Posted by Tristan Eden on June 6, 2014

Steve Coats has quite a history in Columbus. Born in in 1947, Coats has lived here his whole life—and has repaired sewing machines for almost as long. I talked to him about the state of the sewing business then and now, his hobbies, and some of his favorite hangouts (most of which no longer exist). Coats owns Graceland Singer in Clintonville. See the June issue for more of his interview.

 

You’ve worked with sewing machines in Columbus your whole life. What have you seen happen to other local businesses?

Several of my buddies that I grew up with, they all own businesses. They’ve all been in the same business since they started. My best bud George—I just off the phone with him—we went to the first grade together. He owns Cousins Army Navy.  When we were 16, he said, “There’s an old empty building up on campus, I’m gonna start an Army-Navy store.” I didn’t have the money, so George did that with his cousin Mike who had about a hundred bucks at the time. I still see them. Jerry Fadley, he did the same thing. He owns his own insulation company. Started it when he was 19. We were all together just the other night. Now we’re in our mid-60s but we all have lived here our whole lives and had businesses.

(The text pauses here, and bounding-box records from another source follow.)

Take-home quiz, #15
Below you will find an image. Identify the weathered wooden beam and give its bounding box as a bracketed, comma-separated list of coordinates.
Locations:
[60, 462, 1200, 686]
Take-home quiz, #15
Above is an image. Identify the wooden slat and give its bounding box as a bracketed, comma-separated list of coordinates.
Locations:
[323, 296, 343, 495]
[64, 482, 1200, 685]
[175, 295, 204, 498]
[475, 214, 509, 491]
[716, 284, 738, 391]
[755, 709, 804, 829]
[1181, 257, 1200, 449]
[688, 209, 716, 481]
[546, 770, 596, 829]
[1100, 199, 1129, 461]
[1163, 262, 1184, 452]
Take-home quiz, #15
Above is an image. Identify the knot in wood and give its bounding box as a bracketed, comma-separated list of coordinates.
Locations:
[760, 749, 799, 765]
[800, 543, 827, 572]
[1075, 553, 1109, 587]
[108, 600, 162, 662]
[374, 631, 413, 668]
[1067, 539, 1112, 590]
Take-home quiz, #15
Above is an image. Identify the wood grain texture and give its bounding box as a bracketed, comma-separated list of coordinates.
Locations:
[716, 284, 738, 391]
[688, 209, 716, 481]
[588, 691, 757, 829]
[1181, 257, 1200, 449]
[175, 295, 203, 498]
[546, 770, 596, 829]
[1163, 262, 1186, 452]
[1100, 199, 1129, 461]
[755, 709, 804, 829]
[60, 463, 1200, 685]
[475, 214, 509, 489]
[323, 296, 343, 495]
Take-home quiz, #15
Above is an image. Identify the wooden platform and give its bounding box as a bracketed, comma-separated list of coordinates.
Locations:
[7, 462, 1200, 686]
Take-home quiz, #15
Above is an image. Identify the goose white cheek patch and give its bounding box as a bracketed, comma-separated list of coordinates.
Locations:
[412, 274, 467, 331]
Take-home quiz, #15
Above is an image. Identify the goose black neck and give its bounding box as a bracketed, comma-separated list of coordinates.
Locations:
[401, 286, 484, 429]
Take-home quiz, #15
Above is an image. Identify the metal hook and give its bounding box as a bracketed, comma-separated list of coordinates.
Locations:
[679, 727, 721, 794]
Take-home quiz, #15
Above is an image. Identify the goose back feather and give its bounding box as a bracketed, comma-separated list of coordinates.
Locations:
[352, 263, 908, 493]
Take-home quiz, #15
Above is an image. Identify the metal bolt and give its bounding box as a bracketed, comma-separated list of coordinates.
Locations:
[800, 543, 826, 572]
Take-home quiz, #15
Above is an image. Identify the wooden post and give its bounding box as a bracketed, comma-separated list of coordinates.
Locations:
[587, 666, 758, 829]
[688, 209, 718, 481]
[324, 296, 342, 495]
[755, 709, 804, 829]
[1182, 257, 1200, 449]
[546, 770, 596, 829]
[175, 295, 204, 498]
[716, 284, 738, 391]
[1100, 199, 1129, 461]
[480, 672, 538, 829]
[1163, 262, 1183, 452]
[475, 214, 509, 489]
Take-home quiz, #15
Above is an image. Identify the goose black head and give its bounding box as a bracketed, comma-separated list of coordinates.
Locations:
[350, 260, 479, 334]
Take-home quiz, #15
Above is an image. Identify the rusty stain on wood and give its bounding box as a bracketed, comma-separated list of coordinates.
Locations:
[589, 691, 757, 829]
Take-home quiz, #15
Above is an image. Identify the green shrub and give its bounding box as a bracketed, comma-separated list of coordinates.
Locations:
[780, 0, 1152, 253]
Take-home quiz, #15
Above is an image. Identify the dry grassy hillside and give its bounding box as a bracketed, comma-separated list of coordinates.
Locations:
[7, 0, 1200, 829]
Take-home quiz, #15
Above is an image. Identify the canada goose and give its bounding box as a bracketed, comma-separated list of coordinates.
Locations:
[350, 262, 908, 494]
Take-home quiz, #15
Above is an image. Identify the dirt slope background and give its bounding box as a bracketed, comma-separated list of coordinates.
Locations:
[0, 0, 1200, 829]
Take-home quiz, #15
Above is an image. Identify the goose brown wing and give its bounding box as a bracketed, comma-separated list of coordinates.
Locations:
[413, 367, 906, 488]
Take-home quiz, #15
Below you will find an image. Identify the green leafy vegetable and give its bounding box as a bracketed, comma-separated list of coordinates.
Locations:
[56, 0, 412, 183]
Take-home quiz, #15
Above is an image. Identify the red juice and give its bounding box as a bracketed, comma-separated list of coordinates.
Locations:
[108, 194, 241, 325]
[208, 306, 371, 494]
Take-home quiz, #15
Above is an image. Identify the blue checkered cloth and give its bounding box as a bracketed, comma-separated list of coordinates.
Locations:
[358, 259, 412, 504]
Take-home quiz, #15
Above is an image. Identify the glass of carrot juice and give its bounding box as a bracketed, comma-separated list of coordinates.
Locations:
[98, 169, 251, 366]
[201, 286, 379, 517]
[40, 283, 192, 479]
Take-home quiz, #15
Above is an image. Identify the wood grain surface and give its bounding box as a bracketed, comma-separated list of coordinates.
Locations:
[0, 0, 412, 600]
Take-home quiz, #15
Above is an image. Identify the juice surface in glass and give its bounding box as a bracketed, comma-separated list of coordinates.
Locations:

How has the sewing business itself progressed? Are you happy with the changes, if any?

When I was young in this business, everybody was a competitor. There was Singer, there was Viking, there was Pfaff. Even within the Singer branches you still had competition. You wanted to get the sale. I wanted to somehow have everybody in our industry in Columbus all be in it together. We’re in the same business: We can do what you gotta do to sell our product, but we don’t have to lie, we don’t have to backstab each other. I’ve always believed we could all do what we do and still work together. And we have that now.

So there’s much more community in the Columbus sewing world now?

Everybody in this business now talks to everybody, everybody knows everybody. It’s really cool. I don’t give lessons, so I send people to Sew to Speak. Jo-Ann Fabric, at one time—I wouldn’t call want them an enemy—but they certainly were a competitor. Today, you walk into Jo-Ann Fabric with a Singer machine that needs repair, they say “Go up to Steve, here’s his address.” I do the same for them. They’re not competition to me, but I’m in the business they’re in and can pass people to them. It’s like that pretty much all over town now. It really is a better system.

It’s surprising it’s like that now. That seems like a more old-fashioned mentality.

Just the opposite. It was war back in the day. And I would imagine car dealerships and things like that are probably still competitive that way. We have a lot of very nice people in the industry, and they’re all pretty much born and raised in Columbus. They didn’t like that whole thing anyway.

Let's talk less business and more hobbies.

My big hobby in life was always playing blues music. I’m a blues fanatic. When I was younger I was in a band called Dr. Feelgood. That was our band for about 20 years. Sean Carney was in it—he’s on European tour right now—he was in our band from about 16 to his late 20s. It’s amazing how many places will hire you to play if you just walk in, shake hands with them. That was in the ‘80s. We used to practice every Sunday at the Singer store. When it was all over, we had to clean up, put all the machines back and open for business Monday morning.

What’s your favorite place in Columbus?

There’s the years at the Sugar Shack. That was the most unique bar. That was down on 4th Street. That was the place to go. The Sugar Shack was huge, held like eight, nine hundred people. Big dance floor. We’re talking ‘70s. Bob Seger was the house band. James Brown played there, Three Dog Night. These guys were all teenagers just starting out. That was a fabulous place.

That sounds amazing. Weren't you in a band then, in the ‘70s? Where did you play?

At that point I was in a rock band and we were playing at several different places on campus. I don’t remember the names of those places … Mr. Brown’s was definitely one... In its day, Mr. Brown’s was the coolest. It was the place you’d go in and see guys in berets and everybody was cool. Like if you watch a movie from the ‘60s and think, No one actually talked or acted like that, and I know they didn’t dress like that—no, they did, we all did. A lot of blues and jazz. Cool cats. I was one of them.